The best scenario, Barnes added, would be for Bush to announce that “Dick Cheney will be around as an outside adviser and I can call him on the phone, but I’d like to anoint somebody who I think will be the next leader of the United States”.
Tom Edmonds, a leading Republican consultant, said the White House had failed to grasp that the party was in desperate straits. “I have never talked to so many disenchanted Republicans,” he said. “The president even stonewalled the minor changes he made by talking about how he was really perfectly happy with his team. He didn’t even give himself wiggle room.”
One Republican strategist, who did not want to be named, said: “If I were Bush I would think of changing Cheney. It is one of the few substantial things he can do to change the complexion of his administration. The rest is nibbling around the edges.”
Bush’s new chief of staff, Joshua Bolten, quickly put his stamp on the inner workings of the White House last week by stripping Karl Rove, Bush’s most powerful adviser, of his policy-making role and ordering him to concentrate on his forte: winning elections.
Bolten also obtained the resignation of the White House spokesman, Scott McClellan, who was nicknamed Piggy in a recent Vanity Fair article because of his resemblance to the hapless victim of the feral boys in Lord of the Flies.
Tony Snow, a Fox News broadcaster who is favoured to replace McClellan, has previously described the Bush administration as “listless” and in dire need of change.
But a new communicator cannot reinvent an old team. Edmonds believes Rumsfeld should go. “The president is loyal to a fault,” he said. “His loyalty shouldn’t be to Rumsfeld but to the troops in Afghanistan and Iraq. We need a new, strong face on the war, such as Senator John McCain or Joe Lieberman (the pro-war Democrat senator).”
Bob Schieffer, a CBS news television presenter, said Bush may yet drop Rumsfeld despite his strong declaration of support. “It was also this president who said, ‘Brownie, you’re doing a heck of a job’ and that was just before Brownie got canned,” Schieffer said, referring to Michael Brown, who directed the Federal Emergency Management Agency’s much-criticised response to Hurricane Katrina.

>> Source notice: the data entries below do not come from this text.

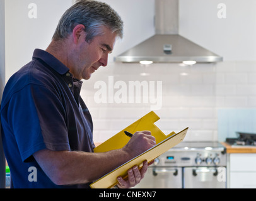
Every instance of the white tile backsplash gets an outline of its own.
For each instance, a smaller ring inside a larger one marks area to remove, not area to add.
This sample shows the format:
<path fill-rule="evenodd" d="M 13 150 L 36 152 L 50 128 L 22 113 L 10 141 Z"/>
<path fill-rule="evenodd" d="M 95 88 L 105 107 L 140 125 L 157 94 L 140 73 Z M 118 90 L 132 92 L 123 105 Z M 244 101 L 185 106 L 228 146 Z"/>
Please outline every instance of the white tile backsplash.
<path fill-rule="evenodd" d="M 143 72 L 148 75 L 140 75 Z M 181 75 L 184 72 L 187 75 Z M 154 111 L 160 119 L 156 125 L 166 134 L 189 127 L 185 141 L 218 140 L 219 109 L 256 107 L 256 62 L 229 61 L 192 67 L 110 63 L 90 80 L 84 80 L 81 90 L 93 117 L 95 142 L 108 139 L 150 112 L 153 105 L 143 101 L 147 94 L 142 89 L 139 102 L 96 103 L 94 95 L 99 89 L 94 84 L 103 81 L 108 86 L 109 76 L 113 76 L 114 83 L 123 81 L 127 87 L 129 81 L 154 82 L 155 85 L 161 81 L 161 108 Z M 113 89 L 113 94 L 119 90 Z M 156 90 L 155 87 L 155 97 Z"/>

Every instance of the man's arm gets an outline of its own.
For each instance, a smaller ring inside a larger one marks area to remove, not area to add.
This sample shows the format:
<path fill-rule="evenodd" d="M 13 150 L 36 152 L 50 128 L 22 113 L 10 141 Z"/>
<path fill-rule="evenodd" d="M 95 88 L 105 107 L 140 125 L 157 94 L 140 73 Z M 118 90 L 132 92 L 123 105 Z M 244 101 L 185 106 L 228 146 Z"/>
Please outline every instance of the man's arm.
<path fill-rule="evenodd" d="M 43 149 L 36 152 L 33 156 L 54 183 L 72 185 L 96 180 L 155 144 L 155 139 L 151 133 L 142 131 L 136 132 L 120 149 L 97 153 Z M 131 187 L 137 184 L 141 177 L 144 177 L 146 168 L 145 165 L 141 171 L 135 167 L 134 170 L 131 168 L 133 171 L 131 177 L 134 179 L 130 177 L 131 182 L 128 181 L 125 183 L 120 180 L 120 182 L 124 183 L 121 187 Z M 137 171 L 142 175 L 138 175 Z"/>

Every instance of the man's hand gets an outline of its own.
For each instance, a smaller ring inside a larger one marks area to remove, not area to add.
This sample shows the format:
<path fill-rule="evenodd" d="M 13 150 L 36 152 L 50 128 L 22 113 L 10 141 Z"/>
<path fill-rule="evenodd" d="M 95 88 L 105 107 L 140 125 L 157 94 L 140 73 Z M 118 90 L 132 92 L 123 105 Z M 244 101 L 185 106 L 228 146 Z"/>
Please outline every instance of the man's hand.
<path fill-rule="evenodd" d="M 135 133 L 128 143 L 123 148 L 123 149 L 127 151 L 134 158 L 154 145 L 156 145 L 156 139 L 151 135 L 151 133 L 144 131 Z M 141 170 L 139 169 L 137 165 L 128 170 L 128 179 L 127 180 L 125 180 L 121 177 L 117 177 L 118 187 L 120 188 L 127 188 L 136 186 L 144 178 L 148 170 L 148 166 L 152 164 L 152 163 L 148 164 L 148 161 L 144 161 Z"/>

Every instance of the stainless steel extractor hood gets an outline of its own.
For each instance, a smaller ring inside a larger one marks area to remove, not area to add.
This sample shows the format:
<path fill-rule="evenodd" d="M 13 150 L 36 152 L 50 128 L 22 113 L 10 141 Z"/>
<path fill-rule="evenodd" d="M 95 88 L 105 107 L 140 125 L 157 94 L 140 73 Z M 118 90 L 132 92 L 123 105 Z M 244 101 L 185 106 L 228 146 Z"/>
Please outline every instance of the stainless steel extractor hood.
<path fill-rule="evenodd" d="M 115 57 L 116 62 L 198 63 L 222 62 L 223 58 L 178 34 L 178 0 L 155 0 L 156 35 Z"/>

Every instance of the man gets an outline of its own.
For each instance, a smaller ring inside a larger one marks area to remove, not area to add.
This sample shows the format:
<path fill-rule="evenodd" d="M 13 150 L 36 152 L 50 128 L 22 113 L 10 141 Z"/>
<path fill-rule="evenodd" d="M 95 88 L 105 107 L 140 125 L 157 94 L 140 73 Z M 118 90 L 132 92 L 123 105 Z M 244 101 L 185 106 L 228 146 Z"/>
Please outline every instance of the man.
<path fill-rule="evenodd" d="M 100 66 L 123 23 L 105 3 L 80 1 L 61 18 L 45 51 L 9 80 L 1 106 L 3 141 L 13 188 L 86 188 L 155 145 L 149 131 L 136 132 L 123 148 L 94 153 L 93 123 L 79 96 L 81 79 Z M 118 177 L 119 188 L 143 178 L 147 161 Z"/>

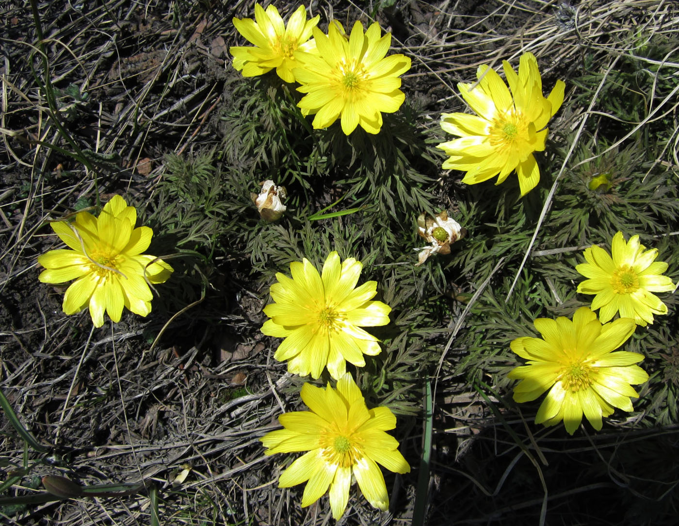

John Snow, the Treasury secretary, has been left twisting in the wind while replacements for him are openly discussed, and Rob Portman has been brought in to replace Bolten as budget director. Suggestions that Harriet Miers, Bush’s White House counsel who was dropped as his supreme court nominee, would be next to go were denied last week.
Supporters say Bush should live up to his bold claim that he is “the decider” — made while rejecting recent calls for Rumsfeld’s resignation from half a dozen senior generals — and start firing senior people rather than backroom staff.
“If the Democrats win either the House of Representatives or the Senate it will be death and torment. It will be horrible for Bush,” said Barnes. A Democrat win could lead to moves to impeach Bush for leading the country to war on allegedly false pretences, or at the very least, to bog down the president’s legislative programme until he leaves office in 2008.
Rove has been privately warning party activists to expect some losses in the mid-term elections. One insider said: “I’ve heard him say at several party gatherings that the president wasn’t supposed to win in 2000, but he did. We’ve increased our margins of victory time and again. We can’t just keep winning on top of winning so we’re bound to slip back, but we’re still doing better than you would historically expect.”
Only one two-term victor has been more unpopular than Bush at a similar six-year stage in his presidency — Richard Nixon in the months before he was impeached.